What is curator Nigel Borell doing now?
When he’s not curating Lisa Reihana’s He Wai Ngunguru, or receiving special awards for his “significant impact on our arts and cultural landscape”, what is legendary 2021 Arts Foundation Laureate Nigel Borell up to these days?
After resigning from the Auckland Art Gallery in late 2020, during his massive, landmark Toi Tu Toi Ora contemporary Māori art survey, he “spent the first six months in the warm embrace of everyone’s experience of the show […] that was the most amazing antidote of all the hard work of getting to that finish line.” He’s excited to see how the next generation will further shape the show’s “big lofty ideas” about curation anchored in te ao Māori.
He’s now curator taonga Māori at the Auckland Museum, and looking forward to an overhaul of the iconic Māori Court by 2029, the Museum’s centenary.

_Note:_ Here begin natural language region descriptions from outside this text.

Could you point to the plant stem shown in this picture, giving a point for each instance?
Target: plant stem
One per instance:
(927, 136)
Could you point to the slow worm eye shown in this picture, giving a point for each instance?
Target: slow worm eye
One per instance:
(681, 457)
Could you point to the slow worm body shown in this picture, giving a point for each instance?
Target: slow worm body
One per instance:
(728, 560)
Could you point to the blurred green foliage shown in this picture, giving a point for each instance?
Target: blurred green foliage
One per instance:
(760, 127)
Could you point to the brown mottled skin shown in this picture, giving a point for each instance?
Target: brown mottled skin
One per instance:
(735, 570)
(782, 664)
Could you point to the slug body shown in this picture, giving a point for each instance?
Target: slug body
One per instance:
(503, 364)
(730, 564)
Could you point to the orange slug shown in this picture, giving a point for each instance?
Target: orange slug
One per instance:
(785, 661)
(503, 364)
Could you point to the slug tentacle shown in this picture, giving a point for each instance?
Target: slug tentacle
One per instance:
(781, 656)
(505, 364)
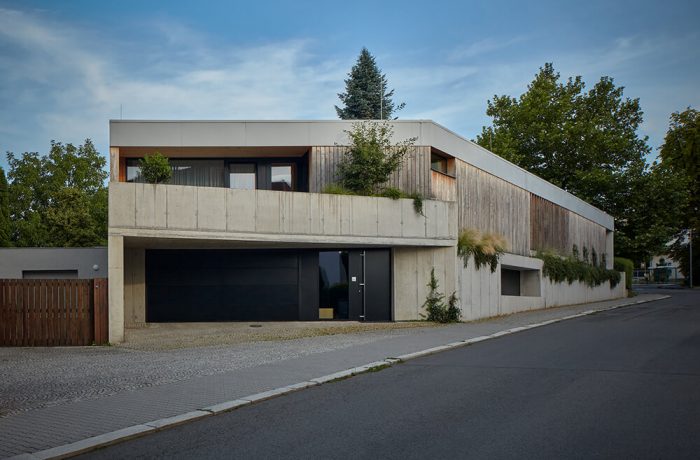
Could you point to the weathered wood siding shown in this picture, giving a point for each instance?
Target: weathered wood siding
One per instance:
(413, 176)
(549, 226)
(442, 187)
(585, 233)
(490, 204)
(555, 228)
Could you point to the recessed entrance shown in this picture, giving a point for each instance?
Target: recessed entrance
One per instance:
(268, 285)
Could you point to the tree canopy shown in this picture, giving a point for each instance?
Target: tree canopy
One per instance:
(366, 96)
(586, 142)
(60, 199)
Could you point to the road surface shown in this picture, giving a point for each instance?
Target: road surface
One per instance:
(619, 384)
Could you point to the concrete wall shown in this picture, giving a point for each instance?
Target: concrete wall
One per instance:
(134, 287)
(138, 133)
(171, 211)
(411, 274)
(15, 260)
(480, 290)
(115, 264)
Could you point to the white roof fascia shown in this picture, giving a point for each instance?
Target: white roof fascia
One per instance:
(291, 133)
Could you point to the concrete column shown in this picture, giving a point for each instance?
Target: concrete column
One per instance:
(115, 263)
(114, 164)
(609, 249)
(134, 287)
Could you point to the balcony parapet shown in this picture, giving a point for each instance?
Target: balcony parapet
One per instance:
(173, 211)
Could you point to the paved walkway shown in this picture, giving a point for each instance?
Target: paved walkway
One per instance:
(50, 397)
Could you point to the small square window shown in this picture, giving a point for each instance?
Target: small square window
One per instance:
(242, 176)
(438, 163)
(282, 177)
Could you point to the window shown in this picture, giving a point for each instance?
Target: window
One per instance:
(438, 163)
(282, 177)
(202, 173)
(510, 282)
(133, 171)
(242, 176)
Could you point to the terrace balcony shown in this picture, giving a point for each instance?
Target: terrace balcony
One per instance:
(267, 217)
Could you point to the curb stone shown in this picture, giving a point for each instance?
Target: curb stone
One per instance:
(114, 437)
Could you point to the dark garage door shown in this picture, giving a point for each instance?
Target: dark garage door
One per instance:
(222, 285)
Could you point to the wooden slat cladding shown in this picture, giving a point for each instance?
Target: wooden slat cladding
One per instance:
(442, 187)
(549, 226)
(52, 312)
(555, 228)
(413, 176)
(490, 204)
(585, 233)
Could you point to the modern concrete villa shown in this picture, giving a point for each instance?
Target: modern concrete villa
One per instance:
(243, 231)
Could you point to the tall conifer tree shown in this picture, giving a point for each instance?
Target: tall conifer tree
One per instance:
(4, 211)
(366, 96)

He hopes to show “Maori as a living culture [by] making sure the contemporary artists are living and breathing next to these taonga.”
And some of his own artwork is on display – exquisite, memorable kawakawa leaves (perhaps evoking bitter medicine) in acid-green brocade and paper cutouts – in “Muru”, a Papakura Art Gallery show (until July 29) accompanying a new library mural, led by Sir Haare Williams. Both show and mural are about Ngā Pakanga o Aotearoa, the New Zealand Land Wars, “quite a heavy kaupapa,” as Borell says. He agreed to the project to honour Matua Haare. “I value my relationships with my elders now that my parents have gone […] - the wisdom and just the way they centre you - I’ve become quite spoilt with that.”
Last but not least, Borell is now prioritising his own wellbeing. His new career mantra is “just to be like water, my friend,” he laughs, quoting Bruce Lee. “And not try and worry or over think it.” He and his twin sister Belinda celebrate their 50th birthday this year in Rarotonga.